The two panelists were again on contrasting positions. Peter Rona proved skeptical that corruption is a real issue influencing the crisis, arguing that currently core countries are justifying the crisis via a moral discourse- e.g. irresponsible spending in periphery countries, mismanagement of funds, corruption etc. This discourse is the result of a colonialist type of response of core countries in their search for a moral authority over the periphery. Mr Rona concluded that corruption in the periphery is a consequence of poverty and not vice-versa.

Portraying periphery countries as stuck in a tragic, historic trap is wrong and misinterpreting, answered Reinhard Buetikofer. In countries like Greece, it is obvious that extreme corruption and misallocation of budgets (e.g. very high military spending - 4% of budget) aggravated the crisis. He further argued that structural differences in a currency union will not necessarily lead to a failure of the common currency (e.g. Bavaria in the ‘90s that managed to raise its economy and be among the richest German regions today). The lack of strong European political framework is the real threat to the survival of the common currency. The euro thus needs a new governance structure. 

Is a fiscal federal construct possible in the EU?

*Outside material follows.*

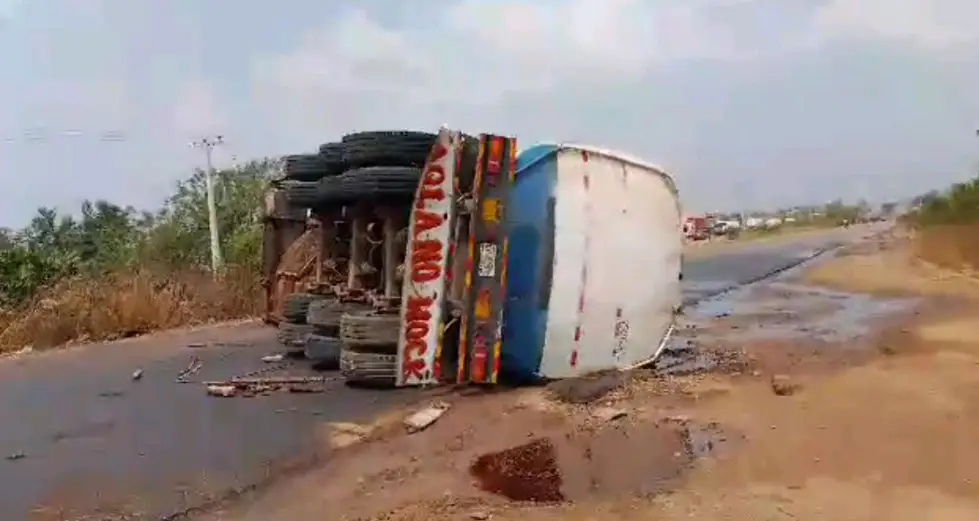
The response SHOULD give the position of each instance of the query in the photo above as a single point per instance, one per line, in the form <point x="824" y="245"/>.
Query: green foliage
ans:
<point x="957" y="205"/>
<point x="104" y="237"/>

Both panelists appeared to agree that we are very far from fiscal federalism in Europe. Peter Rona commented that for fiscal federalism to happen, a democratic political unification would have been needed in the first place. Beyond that, fiscal federalism would imply being confronted with key issues such as deciding national budgets together, setting taxes together etc. In the current construction, this is impossible. Furthermore, which actor would be deciding on fiscal policy? It is clearly not a role for the ECB, due to a lack of democratic consent.

Reinhard Buetikofer agreed that fiscal federalism is impossible at the moment, but pointed that there is a big space of possibility between this level of federalism and the current situation. Economic governance should not be left to the European Commission, which is an unelected body. The alternative is exercising economic sovereignty as a group, which is already happening via the European semester. The European Parliament should be involved in economic governance, which should be discussed jointly by national parliaments and the EP. Economic governance should strengthen European democracy and not hamper it, as it is currently happening with the fiscal compact, in which the Parliament’s role has been minimized. The commissioner in charge of economy should be voted directly by the European Parliament and not only as part of the Commission as a whole as it is currently the case. 

Short term perspectives for the euro: is a Greek exit likely?

Mr. Rona argued that a Greek exit would prove the failure of the euro, but that Greece cannot actually stay in the euro-zone under the current conditions. He concluded that from its construction, the euro was inherently designed to fail.

In his turn, Mr. Buetikofer suggested that a Greek default and its exit from the eurozone would cause losses of € 80 billion to the German federal budget (1/4 of the total federal budget). But beyond the numbers, the key issue with the Greek exit is a political one. Once a break is possible in the euro-zone, nothing can be credibly guaranteed anymore. It can mean the end of the common currency. However, opinion polls suggest that 80% of the Greeks want Greece to remain in the eurozone and the crucial elections in June showed that Greeks are willing to go the hard way and keep their commitments. Greece needs more time to implement its reforms, and for the common currency to survive, Greece’s rehabilitation needs to be financed.

GEF's 2012 Future of the EU project

Throughout 2012, GEF, with support of national Green foundations across Europe, will confront national debates on Europe and highlight the Green visions for the future of the Union and for the future of a social Europe. The objective is to organise events on the topic in several countries and to report them on this web dossier. Articles on these debates will be published on a regular basis, with the aim of feeding a EU-wide Green debate on the topic.